Past Exhibition

Happy Trail

The Shiseido Gallery will host the exhibition “Happy Trail,” a collaborative project by Yutaka Sone, Damon McCarthy and Eric Allaway.

Three individuals, who each have different professions but are connected by a tight friendship with their mutual love for ski, have come together to create their own handmade skis. "Happy Trail" is a documentary work that traces their entire process by which they make their skis and how they attempt to ski down real slopes using those skis. The summer gallery will transform into the ski-making workshop, while the documentary film tracing the year-long process will be shown on the gallery walls.

Yutaka Sone, who is currently representing the Japanese Pavilion at the Venice Biennale, has been living in Los Angeles since 2000. Since, he has taken up characteristic elements of the West Coast such as the freeway and beaches in his art works. His work "Jungle Island," which is now on show at the LA Museum of Contemporary Art, The Geffen Contemporary, situates marble sculptures of the LA freeway interchanges within an artificial tropical forest. As visitors wedge their ways through the dense forest, they confront yet another chaotic milieu (i.e., a jungle), packed with cars and people. The installation draws viewers into a doubly mesmerizing situation.

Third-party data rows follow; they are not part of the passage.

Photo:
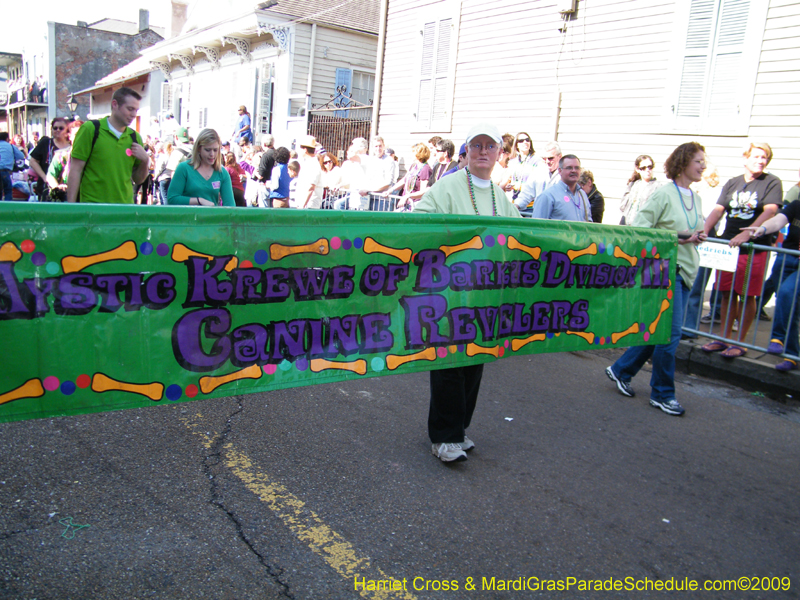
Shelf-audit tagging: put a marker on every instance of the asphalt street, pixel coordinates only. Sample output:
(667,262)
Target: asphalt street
(331,492)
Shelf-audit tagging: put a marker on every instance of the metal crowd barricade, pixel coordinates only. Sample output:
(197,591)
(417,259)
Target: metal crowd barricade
(715,329)
(348,200)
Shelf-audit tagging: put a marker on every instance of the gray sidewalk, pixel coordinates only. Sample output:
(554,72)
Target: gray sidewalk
(755,371)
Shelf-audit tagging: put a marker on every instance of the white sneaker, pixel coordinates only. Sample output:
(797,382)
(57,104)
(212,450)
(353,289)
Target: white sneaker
(448,452)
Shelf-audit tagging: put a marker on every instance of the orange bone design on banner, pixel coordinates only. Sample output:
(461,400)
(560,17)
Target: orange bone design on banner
(320,364)
(181,253)
(73,264)
(9,252)
(514,244)
(474,244)
(615,337)
(30,389)
(591,250)
(394,360)
(209,383)
(279,251)
(104,383)
(537,337)
(371,246)
(654,324)
(618,253)
(474,350)
(589,337)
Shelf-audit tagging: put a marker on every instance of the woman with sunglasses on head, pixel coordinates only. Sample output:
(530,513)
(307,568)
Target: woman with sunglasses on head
(202,180)
(43,154)
(640,186)
(522,162)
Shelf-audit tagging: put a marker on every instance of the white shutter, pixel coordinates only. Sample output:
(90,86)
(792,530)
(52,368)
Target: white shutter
(166,97)
(426,75)
(715,82)
(723,98)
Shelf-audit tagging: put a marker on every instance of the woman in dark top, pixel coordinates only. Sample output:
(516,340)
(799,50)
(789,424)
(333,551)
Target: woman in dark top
(45,150)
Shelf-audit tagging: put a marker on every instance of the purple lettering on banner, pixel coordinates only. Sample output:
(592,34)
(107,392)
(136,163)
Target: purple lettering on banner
(342,285)
(541,317)
(288,339)
(41,288)
(464,329)
(250,345)
(432,275)
(487,321)
(422,313)
(579,316)
(522,320)
(557,269)
(204,288)
(190,331)
(277,287)
(10,297)
(530,273)
(375,334)
(560,313)
(112,285)
(245,283)
(75,296)
(343,335)
(159,290)
(309,284)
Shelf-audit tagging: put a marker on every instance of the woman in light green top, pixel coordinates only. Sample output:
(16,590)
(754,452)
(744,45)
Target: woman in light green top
(675,207)
(202,181)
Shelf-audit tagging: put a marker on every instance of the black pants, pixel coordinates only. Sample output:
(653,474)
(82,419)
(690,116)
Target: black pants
(454,393)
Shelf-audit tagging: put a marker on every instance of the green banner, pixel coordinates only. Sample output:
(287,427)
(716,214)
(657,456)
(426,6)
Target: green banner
(110,307)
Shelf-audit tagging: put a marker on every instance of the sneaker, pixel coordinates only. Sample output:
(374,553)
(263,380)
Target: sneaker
(671,407)
(775,347)
(624,388)
(467,444)
(448,452)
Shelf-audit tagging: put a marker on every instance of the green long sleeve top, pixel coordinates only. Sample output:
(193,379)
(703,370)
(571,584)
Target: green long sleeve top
(187,183)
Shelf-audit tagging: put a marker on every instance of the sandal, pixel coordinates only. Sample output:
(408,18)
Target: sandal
(734,352)
(714,346)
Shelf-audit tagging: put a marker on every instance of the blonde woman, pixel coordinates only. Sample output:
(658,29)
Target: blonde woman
(416,180)
(202,181)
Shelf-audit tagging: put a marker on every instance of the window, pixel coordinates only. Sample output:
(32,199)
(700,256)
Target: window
(714,76)
(435,75)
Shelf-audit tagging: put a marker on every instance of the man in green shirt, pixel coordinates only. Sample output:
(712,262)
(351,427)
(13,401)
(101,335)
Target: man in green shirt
(106,162)
(470,191)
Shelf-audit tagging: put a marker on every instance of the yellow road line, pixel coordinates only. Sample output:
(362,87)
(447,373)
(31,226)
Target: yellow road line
(334,549)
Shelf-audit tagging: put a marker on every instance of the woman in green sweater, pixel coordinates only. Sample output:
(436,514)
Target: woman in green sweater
(202,181)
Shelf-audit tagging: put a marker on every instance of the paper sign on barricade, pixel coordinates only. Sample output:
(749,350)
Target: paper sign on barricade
(108,307)
(718,256)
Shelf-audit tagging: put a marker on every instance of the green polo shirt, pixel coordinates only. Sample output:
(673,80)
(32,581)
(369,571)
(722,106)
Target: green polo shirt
(107,176)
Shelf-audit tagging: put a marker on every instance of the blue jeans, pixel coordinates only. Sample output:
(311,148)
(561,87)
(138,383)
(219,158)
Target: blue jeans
(662,381)
(6,185)
(777,275)
(786,305)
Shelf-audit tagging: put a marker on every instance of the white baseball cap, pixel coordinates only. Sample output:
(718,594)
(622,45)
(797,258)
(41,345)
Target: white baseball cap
(484,129)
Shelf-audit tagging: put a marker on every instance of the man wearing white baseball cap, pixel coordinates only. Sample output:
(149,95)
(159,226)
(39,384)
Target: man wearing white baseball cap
(469,191)
(309,182)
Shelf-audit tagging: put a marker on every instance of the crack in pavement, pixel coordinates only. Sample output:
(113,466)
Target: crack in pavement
(214,459)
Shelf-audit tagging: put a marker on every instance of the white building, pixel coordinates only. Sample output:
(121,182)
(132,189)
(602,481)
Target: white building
(278,59)
(608,79)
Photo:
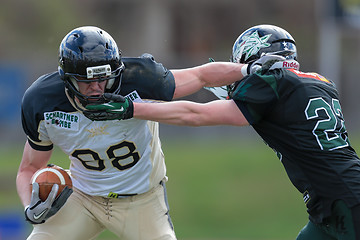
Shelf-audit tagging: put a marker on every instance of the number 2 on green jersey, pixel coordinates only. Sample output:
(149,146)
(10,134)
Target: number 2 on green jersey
(330,132)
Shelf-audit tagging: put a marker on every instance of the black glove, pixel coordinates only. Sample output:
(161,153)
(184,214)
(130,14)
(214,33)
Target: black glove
(38,212)
(118,107)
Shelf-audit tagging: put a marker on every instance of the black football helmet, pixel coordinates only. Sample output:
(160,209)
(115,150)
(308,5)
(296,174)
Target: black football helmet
(89,54)
(263,39)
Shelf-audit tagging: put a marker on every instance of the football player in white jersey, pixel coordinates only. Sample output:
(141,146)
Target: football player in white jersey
(117,167)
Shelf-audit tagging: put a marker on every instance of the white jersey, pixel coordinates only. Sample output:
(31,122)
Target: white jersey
(107,157)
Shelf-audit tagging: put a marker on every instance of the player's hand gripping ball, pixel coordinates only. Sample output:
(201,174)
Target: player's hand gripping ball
(48,176)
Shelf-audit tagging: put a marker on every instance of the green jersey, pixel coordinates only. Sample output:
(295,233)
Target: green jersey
(299,116)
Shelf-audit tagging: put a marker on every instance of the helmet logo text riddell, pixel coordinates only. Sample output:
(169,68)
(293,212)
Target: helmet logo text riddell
(291,64)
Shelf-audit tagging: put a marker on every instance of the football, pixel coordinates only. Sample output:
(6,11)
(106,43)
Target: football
(48,176)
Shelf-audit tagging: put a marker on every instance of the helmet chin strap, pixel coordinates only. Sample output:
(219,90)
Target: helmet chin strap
(74,102)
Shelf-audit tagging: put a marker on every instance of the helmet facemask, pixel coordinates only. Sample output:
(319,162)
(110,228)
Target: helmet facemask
(95,74)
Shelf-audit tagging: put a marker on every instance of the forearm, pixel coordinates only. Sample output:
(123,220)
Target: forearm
(215,74)
(219,112)
(175,113)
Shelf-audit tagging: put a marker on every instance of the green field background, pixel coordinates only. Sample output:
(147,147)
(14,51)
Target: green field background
(217,189)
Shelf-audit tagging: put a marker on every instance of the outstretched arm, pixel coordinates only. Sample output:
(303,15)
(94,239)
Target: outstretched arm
(213,74)
(220,112)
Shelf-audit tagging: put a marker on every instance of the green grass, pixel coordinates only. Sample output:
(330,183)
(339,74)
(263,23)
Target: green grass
(216,189)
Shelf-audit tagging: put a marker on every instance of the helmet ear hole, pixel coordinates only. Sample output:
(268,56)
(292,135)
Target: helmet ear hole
(110,83)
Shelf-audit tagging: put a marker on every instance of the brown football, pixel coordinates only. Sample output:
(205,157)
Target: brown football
(46,177)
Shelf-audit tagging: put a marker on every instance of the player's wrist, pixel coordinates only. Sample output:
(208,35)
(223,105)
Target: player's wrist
(244,70)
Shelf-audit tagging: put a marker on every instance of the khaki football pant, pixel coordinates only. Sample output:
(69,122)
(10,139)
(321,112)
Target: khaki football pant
(84,217)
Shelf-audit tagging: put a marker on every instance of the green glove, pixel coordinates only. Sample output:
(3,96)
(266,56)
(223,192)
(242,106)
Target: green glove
(117,107)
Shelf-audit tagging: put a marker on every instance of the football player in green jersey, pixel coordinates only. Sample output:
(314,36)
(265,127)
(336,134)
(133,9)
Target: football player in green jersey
(298,114)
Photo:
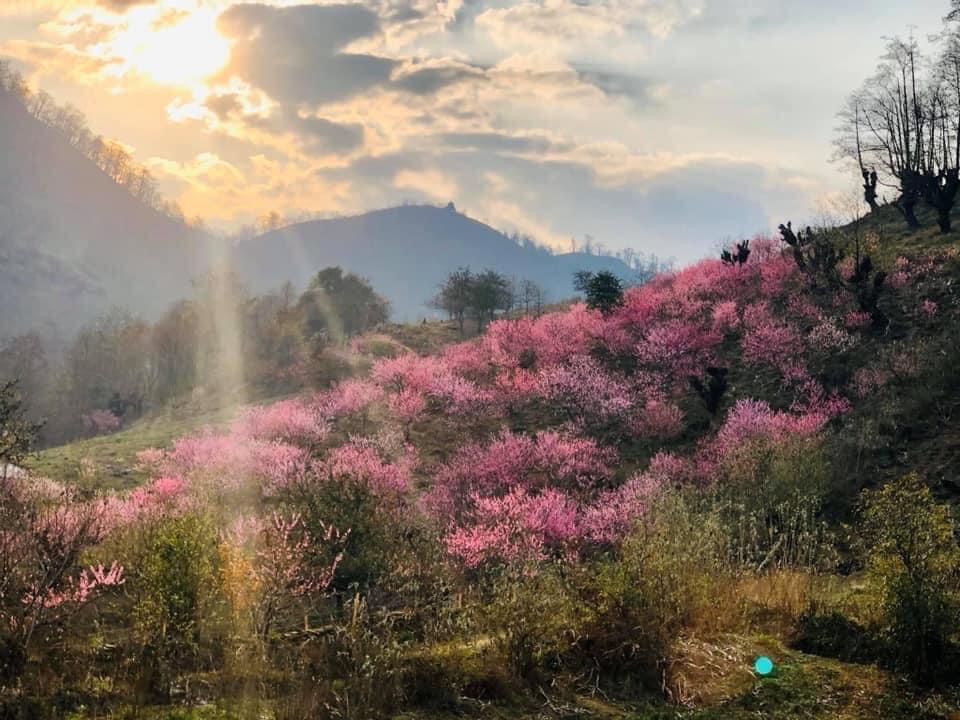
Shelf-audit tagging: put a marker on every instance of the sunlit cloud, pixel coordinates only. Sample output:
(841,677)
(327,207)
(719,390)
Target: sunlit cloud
(552,117)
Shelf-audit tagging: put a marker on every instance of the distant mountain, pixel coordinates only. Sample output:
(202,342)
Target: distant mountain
(406,252)
(72,241)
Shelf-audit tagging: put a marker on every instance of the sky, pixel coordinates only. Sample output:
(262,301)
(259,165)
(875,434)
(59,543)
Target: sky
(668,126)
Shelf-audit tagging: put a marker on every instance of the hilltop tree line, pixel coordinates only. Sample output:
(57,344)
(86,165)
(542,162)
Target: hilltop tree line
(479,297)
(108,155)
(120,366)
(901,128)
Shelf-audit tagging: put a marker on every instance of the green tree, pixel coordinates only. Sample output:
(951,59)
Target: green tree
(915,561)
(604,290)
(17,433)
(455,295)
(490,292)
(338,304)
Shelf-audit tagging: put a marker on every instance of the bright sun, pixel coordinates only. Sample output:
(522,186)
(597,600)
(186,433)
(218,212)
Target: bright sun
(181,52)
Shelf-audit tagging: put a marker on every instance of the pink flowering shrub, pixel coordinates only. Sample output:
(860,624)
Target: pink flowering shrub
(827,336)
(42,579)
(362,461)
(274,562)
(928,308)
(517,527)
(725,316)
(586,393)
(770,341)
(659,419)
(348,397)
(521,499)
(289,420)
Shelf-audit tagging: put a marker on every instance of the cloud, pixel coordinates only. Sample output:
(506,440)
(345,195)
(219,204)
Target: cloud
(320,135)
(496,142)
(428,78)
(296,54)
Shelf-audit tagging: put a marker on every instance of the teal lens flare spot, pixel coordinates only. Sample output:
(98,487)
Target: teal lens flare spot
(763,665)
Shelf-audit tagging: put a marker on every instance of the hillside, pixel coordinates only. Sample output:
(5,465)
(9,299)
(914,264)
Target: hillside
(74,243)
(406,252)
(585,513)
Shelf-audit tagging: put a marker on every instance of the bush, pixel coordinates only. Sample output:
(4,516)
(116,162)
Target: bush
(176,591)
(665,580)
(914,561)
(770,500)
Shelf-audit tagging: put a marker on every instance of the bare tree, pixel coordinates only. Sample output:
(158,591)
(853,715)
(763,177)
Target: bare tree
(883,128)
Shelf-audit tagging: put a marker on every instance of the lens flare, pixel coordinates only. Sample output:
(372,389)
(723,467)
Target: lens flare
(181,50)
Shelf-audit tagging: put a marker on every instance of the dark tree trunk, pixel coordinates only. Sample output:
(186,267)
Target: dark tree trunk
(940,192)
(908,208)
(870,188)
(943,219)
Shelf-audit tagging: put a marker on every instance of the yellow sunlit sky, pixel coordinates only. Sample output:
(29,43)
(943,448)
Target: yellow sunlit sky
(666,125)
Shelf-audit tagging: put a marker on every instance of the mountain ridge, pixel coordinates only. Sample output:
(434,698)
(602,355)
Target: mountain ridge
(406,251)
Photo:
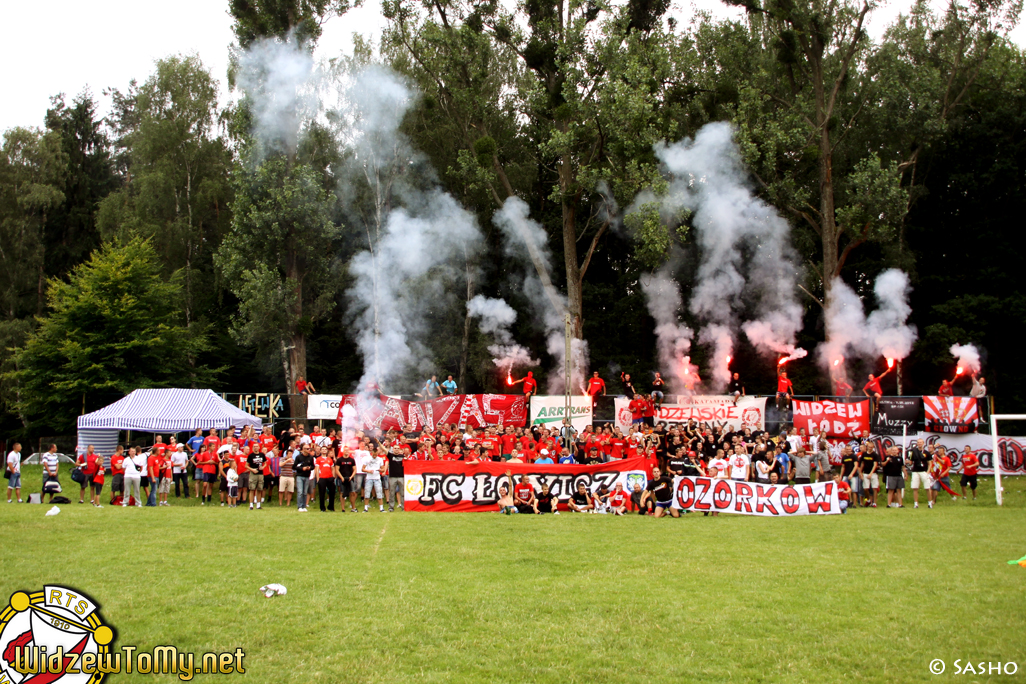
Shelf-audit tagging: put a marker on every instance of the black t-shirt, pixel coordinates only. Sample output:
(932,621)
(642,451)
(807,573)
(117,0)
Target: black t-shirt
(346,466)
(892,467)
(920,459)
(395,464)
(662,488)
(867,460)
(255,461)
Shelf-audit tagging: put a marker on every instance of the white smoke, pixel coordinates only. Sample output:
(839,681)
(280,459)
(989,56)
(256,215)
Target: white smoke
(744,246)
(884,332)
(673,338)
(969,357)
(525,239)
(496,318)
(283,88)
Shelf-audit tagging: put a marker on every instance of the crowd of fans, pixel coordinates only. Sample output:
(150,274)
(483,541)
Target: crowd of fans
(297,468)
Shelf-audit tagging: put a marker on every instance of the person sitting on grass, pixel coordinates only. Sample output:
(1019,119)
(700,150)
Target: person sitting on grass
(619,499)
(661,489)
(524,495)
(581,500)
(506,503)
(640,503)
(545,501)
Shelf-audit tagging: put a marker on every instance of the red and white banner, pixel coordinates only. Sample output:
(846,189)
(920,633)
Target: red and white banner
(833,418)
(455,485)
(752,498)
(1012,449)
(473,410)
(951,414)
(713,409)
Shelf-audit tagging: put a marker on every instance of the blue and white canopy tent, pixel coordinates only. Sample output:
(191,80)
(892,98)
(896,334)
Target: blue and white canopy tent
(165,411)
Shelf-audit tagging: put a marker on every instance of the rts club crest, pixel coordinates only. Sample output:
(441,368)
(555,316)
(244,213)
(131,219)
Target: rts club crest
(45,636)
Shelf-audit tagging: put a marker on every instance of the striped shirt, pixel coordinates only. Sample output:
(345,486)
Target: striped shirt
(50,461)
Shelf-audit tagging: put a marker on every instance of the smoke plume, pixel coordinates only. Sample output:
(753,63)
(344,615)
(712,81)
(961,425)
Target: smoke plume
(673,338)
(526,240)
(746,263)
(496,318)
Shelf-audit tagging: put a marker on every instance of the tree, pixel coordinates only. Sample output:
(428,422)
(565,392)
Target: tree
(70,232)
(178,189)
(114,326)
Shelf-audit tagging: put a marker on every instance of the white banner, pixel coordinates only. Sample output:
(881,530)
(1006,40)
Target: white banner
(1013,449)
(714,409)
(323,406)
(752,498)
(548,411)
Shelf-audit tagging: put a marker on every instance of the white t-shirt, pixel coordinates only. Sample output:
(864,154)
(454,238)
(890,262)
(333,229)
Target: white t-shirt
(373,467)
(721,466)
(739,466)
(134,467)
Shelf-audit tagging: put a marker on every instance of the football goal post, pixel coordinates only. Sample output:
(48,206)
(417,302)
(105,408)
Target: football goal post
(994,417)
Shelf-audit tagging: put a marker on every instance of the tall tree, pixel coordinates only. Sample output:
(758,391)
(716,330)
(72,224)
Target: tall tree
(115,325)
(178,190)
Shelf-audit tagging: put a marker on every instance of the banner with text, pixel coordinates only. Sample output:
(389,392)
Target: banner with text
(455,485)
(950,414)
(893,413)
(1012,449)
(323,406)
(474,410)
(752,498)
(549,411)
(833,418)
(713,409)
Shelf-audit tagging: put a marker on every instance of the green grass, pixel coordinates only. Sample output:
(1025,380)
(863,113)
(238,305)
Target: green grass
(872,596)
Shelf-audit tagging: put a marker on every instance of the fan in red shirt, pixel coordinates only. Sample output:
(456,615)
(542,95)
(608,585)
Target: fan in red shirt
(784,391)
(873,389)
(619,499)
(971,466)
(523,495)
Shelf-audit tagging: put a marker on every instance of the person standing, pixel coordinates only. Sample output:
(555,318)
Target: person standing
(14,473)
(868,465)
(117,473)
(970,467)
(325,479)
(304,468)
(940,472)
(893,479)
(917,461)
(395,487)
(134,465)
(372,480)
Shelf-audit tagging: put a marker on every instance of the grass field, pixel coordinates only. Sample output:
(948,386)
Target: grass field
(872,596)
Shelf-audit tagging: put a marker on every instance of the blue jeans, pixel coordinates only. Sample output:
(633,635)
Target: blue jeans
(302,490)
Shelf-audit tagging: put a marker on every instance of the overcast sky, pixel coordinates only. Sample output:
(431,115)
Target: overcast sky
(65,46)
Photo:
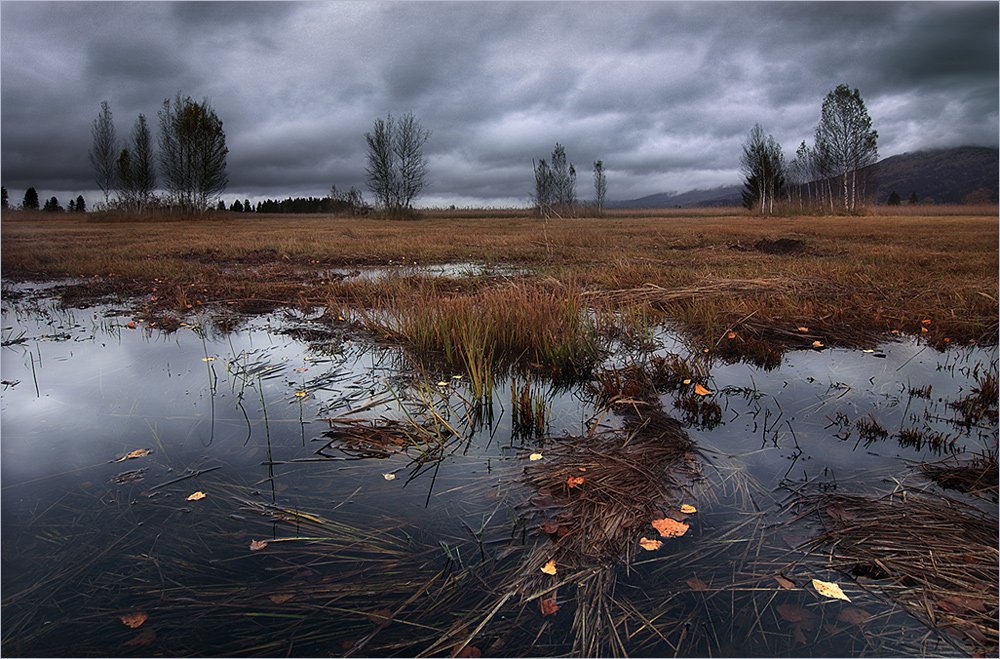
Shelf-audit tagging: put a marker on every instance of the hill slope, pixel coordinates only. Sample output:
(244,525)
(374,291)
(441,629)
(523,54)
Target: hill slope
(946,176)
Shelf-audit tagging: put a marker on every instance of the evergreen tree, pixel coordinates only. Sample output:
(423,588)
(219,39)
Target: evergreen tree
(30,202)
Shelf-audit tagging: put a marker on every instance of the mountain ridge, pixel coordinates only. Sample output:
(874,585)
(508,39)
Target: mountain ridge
(945,176)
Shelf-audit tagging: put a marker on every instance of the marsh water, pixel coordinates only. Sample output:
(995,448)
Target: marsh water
(302,546)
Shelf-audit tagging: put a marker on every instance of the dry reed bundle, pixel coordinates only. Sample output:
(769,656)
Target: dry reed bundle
(934,557)
(595,496)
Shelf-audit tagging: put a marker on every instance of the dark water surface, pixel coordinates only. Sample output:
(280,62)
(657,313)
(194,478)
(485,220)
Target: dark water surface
(423,537)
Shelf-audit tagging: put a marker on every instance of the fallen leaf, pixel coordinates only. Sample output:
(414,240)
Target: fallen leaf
(831,590)
(789,612)
(784,581)
(696,584)
(853,615)
(650,545)
(145,637)
(134,619)
(548,606)
(670,528)
(138,453)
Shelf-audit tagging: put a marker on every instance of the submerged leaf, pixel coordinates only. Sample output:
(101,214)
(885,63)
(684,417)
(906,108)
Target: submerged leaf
(650,545)
(548,606)
(138,453)
(134,618)
(670,528)
(831,590)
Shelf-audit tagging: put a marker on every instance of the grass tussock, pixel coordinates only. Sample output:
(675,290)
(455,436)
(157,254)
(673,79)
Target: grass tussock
(520,324)
(934,557)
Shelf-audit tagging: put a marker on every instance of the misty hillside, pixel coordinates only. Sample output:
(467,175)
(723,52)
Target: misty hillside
(946,176)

Another work that Sone created after moving to Los Angeles was "A Beautiful Day," which stemmed from a Sculpture Class that Sone taught at UCLA. Sone had his students make skis and surfboards from scratch, and use them all in one day, taking advantage of the climatic diversity of California. "Happy Trail" is a project that expands this idea, of attempting to express through video and installation, the process by which the three try to ski without the employment of ready-made materials.

Sone, along with filmmaker Damon McCarthy and elementary school teacher Eric Allaway, begin by cutting out sheets of plywood in the form of skis, layering them on top of each other and pressing them together under a handmade press machine. The skis are fabricated through endless trials and errors. While skiing has become a high-tech sport, which nowadays depends on functional and excessively fashionable gear, the three make theirs from simple materials, which they believe is an execution of a very pure act of creation.

Nonetheless, making skis from scratch is an unreasonable act in the first place, and the sometimes humorous and dramatic events that unfold in the video prove the mission to be pregnant with problems and difficulties from the onset. Somewhere along the way, the ultimate goal to ski down real snow with their handmade skis, and the frustrating path to reach that goal seem to be inverted in terms of importance. Consequently, the project may seem less about "leaving a happy trail on fresh snow" but more about "searching for a trail that leads to happiness."

Sone's performance work "Her 19th Foot" was a 19-person bike nearly impossible to ride, which was an apparatus that made the riders realize the true meaning and joy of "moving forward," only because of this difficulty. "Happy Trail" is similar in the way that it is an attempt to visualize the very act of trying something that is inherently impossible and irrational, and the search for the happiness that lies only in the undoubting faith in such an act.